Dennis Shasha is a professor of Computer Science at New York University. His latest puzzle book Puzzles for Programmers and Pros outlined some general approaches to programmatic puzzle solving. This column challenges you to find the solutions to the puzzles that lie at the core of some cool tough applications. He solicits your help in identifying such cool apps.
If you've been reading Dr. Dobb's for many years, you may remember Dr. Ecco's Omniheurist Corner. In that column, Professor Shasha posed puzzles that required computer solutions. Dennis is returning to Dr. Dobb's, but with a new twist on puzzles. The idea is to take inspiration from the challenging apps that readers have faced and to turn those into puzzles.
If you have written an application that required extensive use of heuristics (because no algorithm would solve it) or that is otherwise algorithmically interesting, please send mail to Dennis at firstname.lastname@example.org. Put "Tough Apps" in the subject line. If he likes it, he will contact you. Then he will try to understand what you've done and create a puzzle explaining the algorithmic core. You will write a little blurb about yourself and the problem if you want.
In many sports, a factor of two from the world record is still respectable. If you can swim 400 meters in less than twice the time of Michael Phelps, climb El Cap half as fast as Lynn Hill, or windsurf at half the speed of Antoine Albeau, you are doing well.
Similarly, many problems that have no fast ("polynomial time") algorithm have fast approximation algorithms that give results within a factor of two of the optimal conceivable solution.
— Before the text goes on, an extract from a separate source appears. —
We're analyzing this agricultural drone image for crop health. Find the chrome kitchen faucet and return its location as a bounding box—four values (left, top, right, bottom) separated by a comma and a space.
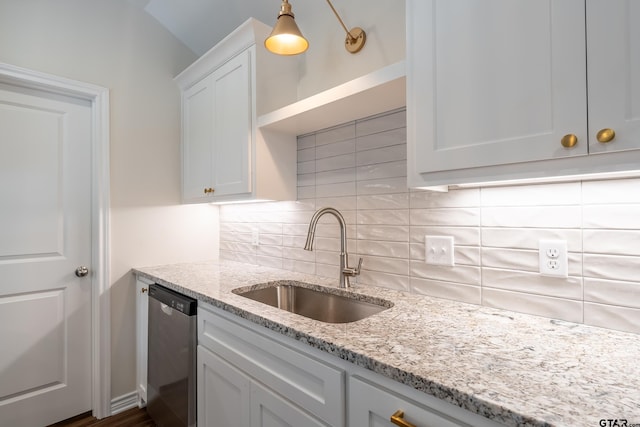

Heuristics will often help improve beyond the factor of two, but starting with a half-as-good-as-optimal approach gives a foundation from which you can build.
Many such problems are scheduling algorithms. While the traveling salesman project gets the most press, the mother of practical scheduling algorithms is the shop scheduling problem. The problem also enjoys the virtue of being relevant to parallel and distributed computing.
Shop scheduling goes like this: You have M machines and J jobs. Any job can be done on any machine, but some jobs take more time than others. How can you get all jobs done in as little time as possible?
Remarkably, the following simple algorithm is within a factor of two of the optimal. Put jobs in a list in some order (any order will do). When a machine is idle, assign the next job in the list to that machine. How can such an apparently naive algorithm give any guarantee at all? Let's see.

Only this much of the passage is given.